Sohrab Modi addressing Lightfair

The Future of Smart Cities Relies on Artificial Intelligence

May 10, 2018
The symbiotic relation between the IoT and AI can lead to practical solutions to city problems.

Amid rampant confusion about what artificial intelligence (AI) really means, the gradual implementation of Internet of Things (IoT) technologies in city infrastructure and services is setting the stage for practical applications of AI with the potential to enhance city services and alleviate some of the problems cities confront. In a talk at Lightfair Wednesday, Sohrab Modi, senior vice president and chief technology officer of Echelon, told attendees about practical applications of AI technology in a “smart city” setting.

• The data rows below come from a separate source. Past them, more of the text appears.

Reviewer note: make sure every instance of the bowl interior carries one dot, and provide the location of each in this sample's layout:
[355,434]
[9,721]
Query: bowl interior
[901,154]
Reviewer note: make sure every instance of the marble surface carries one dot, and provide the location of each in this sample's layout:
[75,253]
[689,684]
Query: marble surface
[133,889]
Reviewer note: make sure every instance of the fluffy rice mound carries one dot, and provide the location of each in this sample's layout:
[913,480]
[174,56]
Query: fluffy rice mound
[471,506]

Modi, whose background includes managing technical teams involved in launching early cloud computing services and machine-to-machine and IoT development at the executive level for companies including Sun Microsystems, Huawei, N1 Systems and Novell, said the value of AI comes when it moves from reporting what happened in the past to predicting what will happen in the future.

He characterized today’s development work in artificial intelligence as an “AI storm” generated by a combination of emphasis on machine learning, a shift in emphasis away from making a computer think like a human and toward using AI to solve practical real-world problems, and the growth of enormous databases commonly referred to as Big Data. “Big data sets and the relations between them as they change at different speeds is crucial to AI,” he said.

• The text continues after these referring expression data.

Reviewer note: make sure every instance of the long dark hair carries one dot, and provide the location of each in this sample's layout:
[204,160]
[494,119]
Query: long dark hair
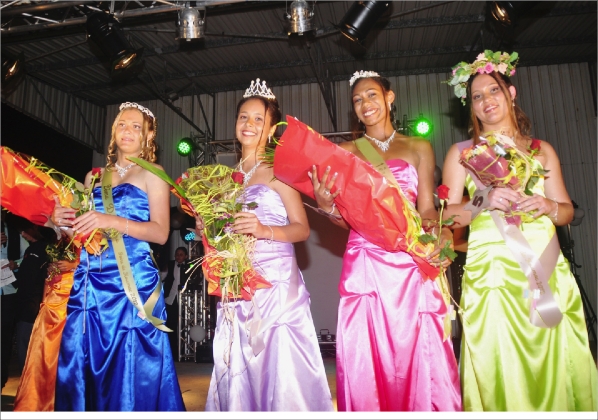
[518,118]
[358,127]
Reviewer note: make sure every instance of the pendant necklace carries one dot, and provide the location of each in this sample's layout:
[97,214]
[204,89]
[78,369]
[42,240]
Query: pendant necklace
[247,175]
[123,171]
[383,145]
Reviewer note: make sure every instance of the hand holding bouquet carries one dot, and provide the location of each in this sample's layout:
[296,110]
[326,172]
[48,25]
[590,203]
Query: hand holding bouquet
[497,163]
[215,193]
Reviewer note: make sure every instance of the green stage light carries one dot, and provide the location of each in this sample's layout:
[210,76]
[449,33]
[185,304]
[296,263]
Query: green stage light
[422,126]
[184,146]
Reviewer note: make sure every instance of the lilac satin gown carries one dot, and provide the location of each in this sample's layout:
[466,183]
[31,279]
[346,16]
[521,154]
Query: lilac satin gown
[390,350]
[288,374]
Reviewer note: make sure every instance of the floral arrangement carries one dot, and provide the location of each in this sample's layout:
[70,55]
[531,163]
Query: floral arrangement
[380,212]
[485,63]
[498,163]
[215,193]
[432,229]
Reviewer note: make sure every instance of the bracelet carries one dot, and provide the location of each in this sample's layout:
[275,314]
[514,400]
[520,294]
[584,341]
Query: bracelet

Modi said lighting control systems provide an excellent platform for smart city development because lighting is pervasive. As a platform for devices a lighting system can feed artificial intelligence the data it needs to improve to smart city systems ranging from government, health, asset management, traffic management, safety and security, facilities and buildings management and sustainability management.

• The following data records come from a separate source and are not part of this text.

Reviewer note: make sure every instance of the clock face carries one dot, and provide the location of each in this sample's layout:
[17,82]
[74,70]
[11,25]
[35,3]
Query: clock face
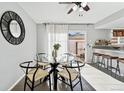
[12,27]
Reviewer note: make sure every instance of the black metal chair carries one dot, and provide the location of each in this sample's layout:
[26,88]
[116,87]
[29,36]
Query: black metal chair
[33,74]
[70,74]
[42,59]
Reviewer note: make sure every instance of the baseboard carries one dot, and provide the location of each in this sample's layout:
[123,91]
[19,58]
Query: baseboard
[16,83]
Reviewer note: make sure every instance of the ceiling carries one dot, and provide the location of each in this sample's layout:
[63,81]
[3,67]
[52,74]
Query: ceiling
[53,12]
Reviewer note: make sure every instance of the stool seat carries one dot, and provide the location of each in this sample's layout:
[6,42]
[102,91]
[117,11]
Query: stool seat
[121,60]
[112,57]
[97,54]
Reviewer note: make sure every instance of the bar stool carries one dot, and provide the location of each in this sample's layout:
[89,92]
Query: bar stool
[93,57]
[111,58]
[103,60]
[98,55]
[118,67]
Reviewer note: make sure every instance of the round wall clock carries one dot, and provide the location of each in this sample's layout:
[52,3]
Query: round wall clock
[12,27]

This symbiotic relation between the IoT and AI can lead to practical solutions to city problems but making that a reality involves several challenges in the areas of privacy, security, accuracy and bandwidth, Modi said. Further development of edge-computing techniques where data is crunched at the device level and only the results are transmitted to the central system for further processing will help to address the costs of maintaining the bandwidth the systems demand. But that presents another challenge particularly relevant to the attendees at Lightfair.

“The people who create the devices and the people who create AI don’t look at each other, much less talk to one another,” he said. “There is a risk of creating islands by focusing on one application to the exclusion of others.”